How to implement t-SNE in a model?

I split my data to train/test. When i use PCA It is straight forward.

from sklearn.decomposition import PCA
pca = PCA()
X_train_pca = pca.fit_transform(X_train)
X_test_pca = pca.transform(X_test)

From here i can use X_train_pca and X_test_pca in the next step and so on..

But when i use t-SNE

from sklearn.manifold import TSNE
X_train_tsne = TSNE(n_components=2, random_state=0).fit_transform(X_train)

I can't seem to transform the test set so that i can use the t-SNE data for the next step e.g. SVM.

Any help?

2 answers

  • answered 2018-10-17 08:16 Gabriel M

    I believe that what you're trying to do is impossible.

    t-SNE makes a projection that tries to keep pairwise distances between the samples that you fit. So you cannot use a t-SNE model to predict a projection on new data without doing a refit.

    On the other hand, I would not give the output of a t-SNE as input to a classifier. Mainly because t-SNE is highly non linear and somewhat random and you can get very different outputs depending with different runs and different values of perplexity.

    See this explanation of t-SNE.

    However, if you really with to use t-SNE for this purpose, you'll have to fit your t-SNE model on the whole data, and once it is fitted you make your train and test splits.

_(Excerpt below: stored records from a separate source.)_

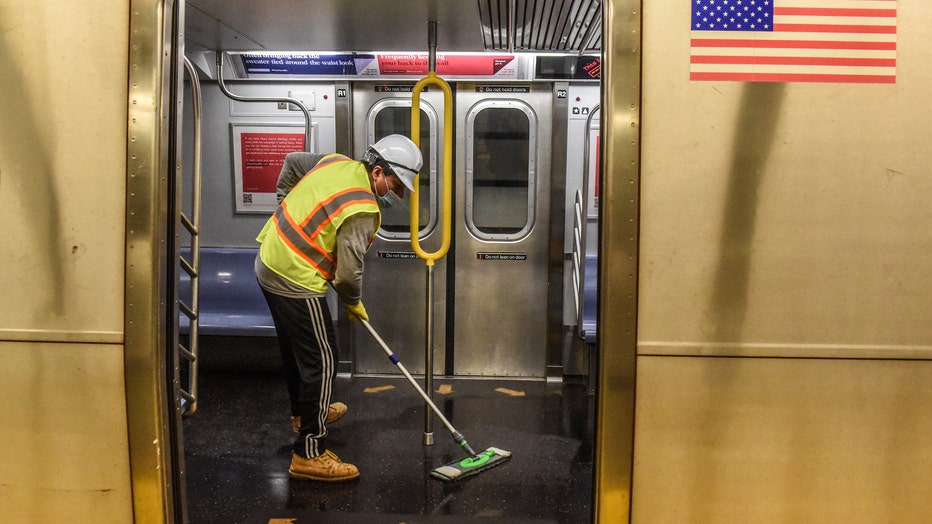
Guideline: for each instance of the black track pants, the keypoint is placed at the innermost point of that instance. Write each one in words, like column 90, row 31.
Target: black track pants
column 309, row 357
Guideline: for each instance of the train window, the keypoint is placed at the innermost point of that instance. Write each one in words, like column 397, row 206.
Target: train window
column 500, row 173
column 395, row 117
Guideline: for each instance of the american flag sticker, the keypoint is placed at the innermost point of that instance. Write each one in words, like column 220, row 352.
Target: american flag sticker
column 848, row 41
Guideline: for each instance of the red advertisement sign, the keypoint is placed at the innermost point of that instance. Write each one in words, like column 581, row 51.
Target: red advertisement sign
column 263, row 156
column 476, row 65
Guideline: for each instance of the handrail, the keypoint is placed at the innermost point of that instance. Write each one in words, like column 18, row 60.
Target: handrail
column 286, row 99
column 193, row 268
column 447, row 202
column 446, row 210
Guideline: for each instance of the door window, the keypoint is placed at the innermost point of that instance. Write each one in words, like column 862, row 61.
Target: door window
column 501, row 169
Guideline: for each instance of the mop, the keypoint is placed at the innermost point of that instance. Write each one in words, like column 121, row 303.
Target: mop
column 458, row 469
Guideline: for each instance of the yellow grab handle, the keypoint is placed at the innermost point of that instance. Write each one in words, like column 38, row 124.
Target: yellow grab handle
column 433, row 79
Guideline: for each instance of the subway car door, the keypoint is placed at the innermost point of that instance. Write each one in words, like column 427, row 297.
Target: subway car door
column 395, row 281
column 501, row 230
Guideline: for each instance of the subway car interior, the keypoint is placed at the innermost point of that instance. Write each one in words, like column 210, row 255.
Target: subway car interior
column 666, row 273
column 492, row 306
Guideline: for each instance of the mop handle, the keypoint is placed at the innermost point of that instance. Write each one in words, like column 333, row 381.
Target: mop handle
column 395, row 360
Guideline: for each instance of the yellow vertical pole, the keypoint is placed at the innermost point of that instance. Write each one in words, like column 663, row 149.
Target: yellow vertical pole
column 446, row 210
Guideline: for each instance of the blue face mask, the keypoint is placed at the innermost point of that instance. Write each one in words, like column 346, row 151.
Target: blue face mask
column 389, row 199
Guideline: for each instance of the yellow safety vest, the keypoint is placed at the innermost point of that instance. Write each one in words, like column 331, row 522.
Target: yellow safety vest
column 299, row 240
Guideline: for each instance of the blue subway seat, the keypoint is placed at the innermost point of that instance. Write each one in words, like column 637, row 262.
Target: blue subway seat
column 231, row 301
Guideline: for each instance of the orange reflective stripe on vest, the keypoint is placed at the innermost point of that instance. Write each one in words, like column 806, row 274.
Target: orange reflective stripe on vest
column 302, row 238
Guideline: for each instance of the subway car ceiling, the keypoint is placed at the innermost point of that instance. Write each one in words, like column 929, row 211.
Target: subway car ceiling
column 545, row 26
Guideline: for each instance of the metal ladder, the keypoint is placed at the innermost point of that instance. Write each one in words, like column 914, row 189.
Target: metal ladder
column 189, row 354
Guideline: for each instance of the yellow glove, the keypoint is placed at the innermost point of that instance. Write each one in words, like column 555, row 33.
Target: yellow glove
column 357, row 312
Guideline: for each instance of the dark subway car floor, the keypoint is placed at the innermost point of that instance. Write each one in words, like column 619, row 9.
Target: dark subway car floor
column 238, row 448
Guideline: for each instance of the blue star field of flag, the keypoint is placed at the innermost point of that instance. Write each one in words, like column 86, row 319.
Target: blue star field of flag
column 732, row 15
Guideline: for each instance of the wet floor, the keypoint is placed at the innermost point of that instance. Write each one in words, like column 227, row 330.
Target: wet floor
column 238, row 449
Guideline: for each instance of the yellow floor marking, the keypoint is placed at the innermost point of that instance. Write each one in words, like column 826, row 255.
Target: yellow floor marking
column 378, row 389
column 511, row 392
column 445, row 389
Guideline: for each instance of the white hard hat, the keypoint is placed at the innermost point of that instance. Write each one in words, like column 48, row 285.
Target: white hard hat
column 402, row 156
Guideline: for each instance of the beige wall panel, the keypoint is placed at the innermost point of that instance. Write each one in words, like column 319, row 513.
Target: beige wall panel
column 64, row 443
column 62, row 167
column 785, row 214
column 782, row 441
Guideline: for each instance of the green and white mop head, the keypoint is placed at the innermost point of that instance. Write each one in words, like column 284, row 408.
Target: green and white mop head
column 460, row 469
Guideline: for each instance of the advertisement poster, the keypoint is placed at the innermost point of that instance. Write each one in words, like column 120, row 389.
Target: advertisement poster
column 493, row 66
column 258, row 155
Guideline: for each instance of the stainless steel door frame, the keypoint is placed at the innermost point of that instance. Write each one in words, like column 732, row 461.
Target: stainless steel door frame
column 395, row 280
column 501, row 274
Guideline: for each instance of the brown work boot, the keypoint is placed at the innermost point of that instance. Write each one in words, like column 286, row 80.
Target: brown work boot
column 326, row 468
column 334, row 413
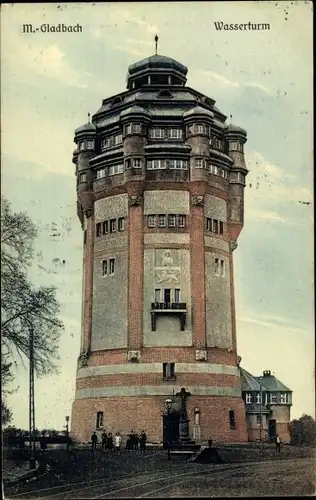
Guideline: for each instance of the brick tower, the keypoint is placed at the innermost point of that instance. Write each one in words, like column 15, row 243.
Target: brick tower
column 160, row 184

    from sklearn.manifold import TSNE
    
    size_train = X_train.shape[0]
    X = np.vstack((X_train,X_test))
    
    X_tsne = TSNE(n_components=2, random_state=0).fit_transform( X ) 
    X_train_tsne = X_tsne[0:size_train,:]
    X_test_tsne  = X_tsne[size_train:,:]
    

  • answered 2018-10-17 08:25 Danylo Baibak

    According to the documentation TSNE is a tool to visualize high-dimensional data. A bit lower in the description we can find: it is highly recommended to use another dimensionality reduction method (e.g. PCA for dense data or TruncatedSVD for sparse data) to reduce the number of dimensions.

    My suggestion would be use TSNE for visualisation and PCA or TruncatedSVD as a part of the machine learning model.